Mr. Ass: Sure ya’ did, and it was a good question, babe. You’re good at what you do. Here’s the scoop, I want the World Title just as much as the next man, but I have some unfinished business to attend to. That business is the Degeneration X. I am ashamed of the days I wasted with them, and in order to live with myself, I must figuratively destroy each and every one of the members of the original faction under Triple H. Triple H, Chyna, and X-Pac, minus Jesse James, because to be perfectly honest, I haven’t seen him around. Through this plan, I will make it clear to the WWF that I am a force to be reckoned with. This federation will realize that their franchise athlete has arrived, and he’s equipped with a Fame-Ass-Er, a Jackhammer, and a fabulous ass. I can’t help but notice that the WWF is behind in ratings to the ever popular and leading promotion, World Championship Wrestling. Wanna topple the giant WWF? Get ass! Lillian, you sit in the presence of a freakin’ wrestling God who has been held back from achieving what he potentially can. That would be invincibility. I won’t be touched when I achieve the level in which I will strive so hard to achieve. Everyone must understand this. No one can second guess just how good I am, because I’m too damn good to be underestimated. Sure, I can sit back and talk about how great I am, and many of you will point that out. Yet, when you do point this out, pray to God that you will not be the first to play witness and experience just how good I am. Believe me, it will not be a healthy experience for you. Don’t believe me, huh? The former members of the Degeneration X will soon know to fear me and so will you. I will go down in the record books as one of the most complete wrestlers in federation history. Oh, and of course, the best. The wrestling fans will one day look back in time and list the wrestlers who changed the sport of wrestling for the better. They’ll say, “There was Ric Flair, Sting, Shawn Michaels, Bret Hart, Stone Cold Steve Austin, and then there was Ass!”

Lillian Garcia: Those are quite strong words there, Billy. I… I don’t know what to say, but I can’t wait to see if you’re truly as good as you say. I simply can’t wait! I thank you for giving me the opportunity to interview you. You’re a great wrestler, and an arrogant person.

Mr. Ass: Ah, confidant, babe. Not arrogant, confidant, and there’s nothing wrong with being confidant.

Billy Gunn rises to his feet. Lillian does the same, feeling the interview come to its end.

Mr. Ass: I have said a great deal in this interview, and I meant everything I said. Things are gonna change in the life of Billy Gunn and for the better. You’ll either hate me or love me, either way, you can kiss my ass!

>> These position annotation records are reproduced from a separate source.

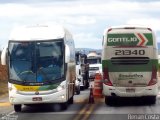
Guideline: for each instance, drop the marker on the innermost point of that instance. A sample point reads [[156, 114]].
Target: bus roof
[[38, 32]]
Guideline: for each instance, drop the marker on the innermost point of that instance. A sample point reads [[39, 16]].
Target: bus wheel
[[71, 100], [152, 99], [64, 105], [108, 100], [17, 108]]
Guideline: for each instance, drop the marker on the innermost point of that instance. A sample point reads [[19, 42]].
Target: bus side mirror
[[4, 56], [67, 54]]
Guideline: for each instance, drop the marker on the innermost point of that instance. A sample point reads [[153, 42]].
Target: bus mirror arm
[[4, 56], [67, 54]]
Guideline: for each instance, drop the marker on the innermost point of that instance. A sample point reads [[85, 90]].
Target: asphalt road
[[125, 110]]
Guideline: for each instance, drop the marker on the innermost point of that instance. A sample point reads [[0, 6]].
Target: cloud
[[150, 22], [87, 40]]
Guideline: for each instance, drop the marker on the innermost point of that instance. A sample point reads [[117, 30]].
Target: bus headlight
[[60, 87]]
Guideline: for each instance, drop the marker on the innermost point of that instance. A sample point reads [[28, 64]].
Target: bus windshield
[[94, 60], [36, 61]]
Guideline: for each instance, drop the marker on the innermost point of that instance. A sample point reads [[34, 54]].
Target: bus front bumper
[[130, 91], [57, 97]]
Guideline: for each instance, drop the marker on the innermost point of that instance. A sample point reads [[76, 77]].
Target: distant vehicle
[[93, 68], [41, 65], [93, 58], [95, 65], [82, 70], [129, 63], [77, 86]]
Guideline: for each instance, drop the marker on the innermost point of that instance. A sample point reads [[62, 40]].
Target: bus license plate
[[130, 90], [37, 99]]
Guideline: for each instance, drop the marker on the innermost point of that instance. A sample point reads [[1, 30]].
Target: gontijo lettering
[[124, 39]]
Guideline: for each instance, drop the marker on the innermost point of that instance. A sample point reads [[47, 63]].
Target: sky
[[85, 19]]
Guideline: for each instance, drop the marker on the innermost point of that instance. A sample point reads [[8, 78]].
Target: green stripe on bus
[[130, 68], [127, 39], [149, 38]]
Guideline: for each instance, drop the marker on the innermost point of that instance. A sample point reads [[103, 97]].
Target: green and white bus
[[41, 65], [129, 63]]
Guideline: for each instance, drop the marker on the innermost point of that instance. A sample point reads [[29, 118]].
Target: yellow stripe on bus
[[26, 88]]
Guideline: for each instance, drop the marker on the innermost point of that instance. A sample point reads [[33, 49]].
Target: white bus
[[41, 65], [129, 63]]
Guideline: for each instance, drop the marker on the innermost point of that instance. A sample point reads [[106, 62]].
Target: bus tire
[[71, 100], [108, 100], [64, 105], [17, 108], [152, 99]]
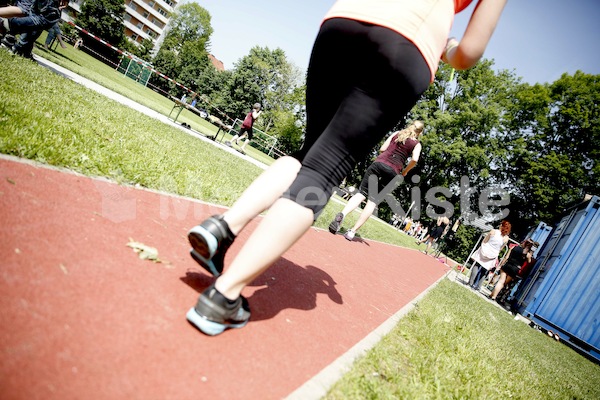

Billy turns his back to the camera and pulls down his pants, mooning the viewing public. Lillian falls out of the camera as she trips in surprise. He returns to his previous position quickly, and then says while giving a crotch chop…

Mr. Ass: And if you’re not down with that, I’ve got two words for ya’!

Suck it!

The scene fades there…

This has been an Ass Production, constructed for your viewing pleasure to stimulate the mind in intellectual thinking, and to turn on the ladies with the ever so frequent flashings of the Ass Man, Billy Gunn.